„Verhärtete Armut“

von schneeschmelze

Der Paritätische Gesamtverband hat am 22. Dezember 2011 den Armutsbericht 2011 vorgestellt. Angesichts des öffentlichen Diskurses, der vor allem in den Massenmedien weiterhin unbeirrt auf „Wachstum“ beharrt und der immer noch einen engen Zusammenhang von Bruttosozialprodukt, Beschäftigung und Haushaltseinkommen herstellt, ist es bemerkenswert, daß dies statistisch nicht nachweisbar ist. Seit den Sozialreformen von 2005 hat sich die Konjunktur nicht auf die Armutsgefährdungsquote ausgewirkt. Diese Schwelle, ab der jemand als „arm“ gilt, lag im Jahr 2010 bei einem monatlichen Einkommen von 826 Euro für einen Alleinstehenden – das entspricht etwa dem Regelbedarf für einen Bezieher von Grundsicherung zuzüglich der Wohnungsmiete im Rhein-Main-Gebiet.

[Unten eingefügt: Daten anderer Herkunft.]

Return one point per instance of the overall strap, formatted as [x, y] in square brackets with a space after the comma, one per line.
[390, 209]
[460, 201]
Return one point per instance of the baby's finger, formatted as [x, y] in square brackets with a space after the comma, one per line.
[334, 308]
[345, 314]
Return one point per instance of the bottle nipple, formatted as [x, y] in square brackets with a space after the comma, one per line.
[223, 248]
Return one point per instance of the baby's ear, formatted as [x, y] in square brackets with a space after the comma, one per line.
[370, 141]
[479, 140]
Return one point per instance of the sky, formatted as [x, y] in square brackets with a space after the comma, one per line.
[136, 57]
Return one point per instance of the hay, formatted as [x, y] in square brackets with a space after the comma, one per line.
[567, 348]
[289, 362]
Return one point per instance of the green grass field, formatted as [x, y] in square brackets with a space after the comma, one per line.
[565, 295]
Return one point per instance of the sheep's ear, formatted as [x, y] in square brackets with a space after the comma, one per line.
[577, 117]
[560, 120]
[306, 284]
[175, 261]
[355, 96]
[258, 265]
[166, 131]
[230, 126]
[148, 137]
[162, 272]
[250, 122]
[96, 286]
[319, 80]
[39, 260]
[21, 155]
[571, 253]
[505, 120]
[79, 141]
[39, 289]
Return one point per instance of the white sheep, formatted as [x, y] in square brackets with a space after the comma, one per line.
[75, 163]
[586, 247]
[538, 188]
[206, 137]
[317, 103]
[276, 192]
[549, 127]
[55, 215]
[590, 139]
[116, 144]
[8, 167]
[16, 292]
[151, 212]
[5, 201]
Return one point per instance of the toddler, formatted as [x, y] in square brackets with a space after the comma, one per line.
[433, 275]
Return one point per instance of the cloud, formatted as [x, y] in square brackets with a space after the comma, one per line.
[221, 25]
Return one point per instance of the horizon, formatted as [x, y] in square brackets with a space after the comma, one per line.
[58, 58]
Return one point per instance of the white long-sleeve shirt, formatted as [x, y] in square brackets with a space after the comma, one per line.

Der „Paritätische“ spricht insoweit von „verhärteter Armut“. Die bundesweite Hartz-IV-Quote lag während der ganzen Zeit von 2005 bis heute bei etwa 10 Prozent, während die Armutsgefährdungsquote der Bevölkerung um etwa 5 Prozent darüber liegt. Ostdeutschland ist hier wesentlich stärker betroffen als die westdeutschen Bundesländer, während Nordrhein-Westfalen stellenweise ebenfalls ostdeutsche Strukturen zeigt mit Spitzensätzen von bis zu 20 Prozent Betroffen an der Gesamtbevölkerung. Es gebe keinen „sauberen Ost-West-Schnitt“, sondern einen „armutspolitischen Flickenteppich“, heißt es in dem Bericht.